目前我们拥有一个数据集UCI Machine Learning repository,该数据集描述的是Portuguese banking institution获取到的用户信息,现在我们想通过这些信息来判断哪些用户会订阅一个term账户,数据集下载地址:banking.csv
首先列出本工程需要的库,如下:
import pandas as pd
import numpy as np
from sklearn import preprocessing
import matplotlib.pyplot as plt
plt.rc("font", size=14)
from sklearn.linear_model import LogisticRegression
from sklearn.model_selection import train_test_split
import seaborn as sns
sns.set(style="white")
sns.set(style="whitegrid", color_codes=True)
我们来看一下数据集中包含哪些信息:
data = pd.read_csv('./banking.csv', header = 0)
data.head()
data = data.dropna()
print(data.shape)
print(list(data.columns))
输出如下:
(41188, 21)
['age', 'job', 'marital', 'education', 'default', 'housing', 'loan', 'contact', 'month', 'day_of_week', 'duration', 'campaign', 'pdays', 'previous', 'poutcome', 'emp_var_rate', 'cons_price_idx', 'cons_conf_idx', 'euribor3m', 'nr_employed', 'y']
总结可得数据集中的信息有:
1. age (numeric)
2. job : type of job (categorical: “admin”, “blue-collar”, “entrepreneur”, “housemaid”, “management”, “retired”, “self-employed”, “services”, “student”, “technician”, “unemployed”, “unknown”)
3. marital : marital status (categorical: “divorced”, “married”, “single”, “unknown”)
4. education (categorical: “basic.4y”, “basic.6y”, “basic.9y”, “high.school”, “illiterate”, “professional.course”, “university.degree”, “unknown”)
5. default: has credit in default? (categorical: “no”, “yes”, “unknown”)
6. housing: has housing loan? (categorical: “no”, “yes”, “unknown”)
7. loan: has personal loan? (categorical: “no”, “yes”, “unknown”)
8. contact: contact communication type (categorical: “cellular”, “telephone”)
9. month: last contact month of year (categorical: “jan”, “feb”, “mar”, …, “nov”, “dec”)
10. day_of_week: last contact day of the week (categorical: “mon”, “tue”, “wed”, “thu”, “fri”)
11. duration: last contact duration, in seconds (numeric). Important note: this attribute highly affects the output target (e.g., if duration=0 then y=’no’). The duration is not known before a call is performed, also, after the end of the call, y is obviously known. Thus, this input should only be included for benchmark purposes and should be discarded if the intention is to have a realistic predictive model
12. campaign: number of contacts performed during this campaign and for this client (numeric, includes last contact)
13. pdays: number of days that passed by after the client was last contacted from a previous campaign (numeric; 999 means client was not previously contacted)
14. previous: number of contacts performed before this campaign and for this client (numeric)
15. poutcome: outcome of the previous marketing campaign (categorical: “failure”, “nonexistent”, “success”)
16. emp.var.rate: employment variation rate — (numeric)
17. cons.price.idx: consumer price index — (numeric)
18. cons.conf.idx: consumer confidence index — (numeric)
19. euribor3m: euribor 3 month rate — (numeric)
20. nr.employed: number of employees — (numeric)
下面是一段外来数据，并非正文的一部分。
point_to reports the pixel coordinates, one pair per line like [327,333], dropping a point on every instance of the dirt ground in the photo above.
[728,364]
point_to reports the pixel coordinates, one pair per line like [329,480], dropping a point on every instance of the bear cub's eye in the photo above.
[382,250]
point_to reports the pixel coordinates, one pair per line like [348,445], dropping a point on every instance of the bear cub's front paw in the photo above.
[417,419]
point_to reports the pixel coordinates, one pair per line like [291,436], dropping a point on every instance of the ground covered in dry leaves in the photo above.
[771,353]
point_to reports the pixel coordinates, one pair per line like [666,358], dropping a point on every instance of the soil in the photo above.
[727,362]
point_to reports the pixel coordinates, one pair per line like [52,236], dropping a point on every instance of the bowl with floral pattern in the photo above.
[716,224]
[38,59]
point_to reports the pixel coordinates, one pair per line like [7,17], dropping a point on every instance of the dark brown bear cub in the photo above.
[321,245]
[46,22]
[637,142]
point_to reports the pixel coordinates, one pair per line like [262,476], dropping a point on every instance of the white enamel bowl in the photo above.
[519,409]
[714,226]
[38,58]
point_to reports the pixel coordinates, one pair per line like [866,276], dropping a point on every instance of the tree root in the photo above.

最后一列 y 代表这个用户是否已经订阅了一个deposit(1代表是,0代表否)
下一步,对数据集中的分类进行整理。
首先是education,分类过于复杂,我们将basic.4y, basic.9y, basic.6y统称为basic
data['education']=np.where(data['education'] =='basic.9y', 'Basic', data['education'])
data['education']=np.where(data['education'] =='basic.6y', 'Basic', data['education'])
data['education']=np.where(data['education'] =='basic.4y', 'Basic', data['education'])
在对订阅信息y的观察如下:
可以发现该数据集中的分类是不均匀的,未订阅的人数大大多于订阅的人数,再对整个群体按是否订阅分类后做平均可得:
可以观察到:
再来看看其他column:
最终我们发现,购买deposit这一行为,与job关系最为密切,故job可作为good predictor of outcome variable,同理Education、Day of week、Month、Poutcome也是good predictor
至此,我们可以对数据集dataset做以下整理:
cat_vars=['job','marital','education','default','housing','loan','contact','month','day_of_week','poutcome']
for var in cat_vars:
cat_list='var'+'_'+var
cat_list = pd.get_dummies(data[var], prefix=var)
data1=data.join(cat_list)
data=data1
cat_vars=['job','marital','education','default','housing','loan','contact','month','day_of_week','poutcome']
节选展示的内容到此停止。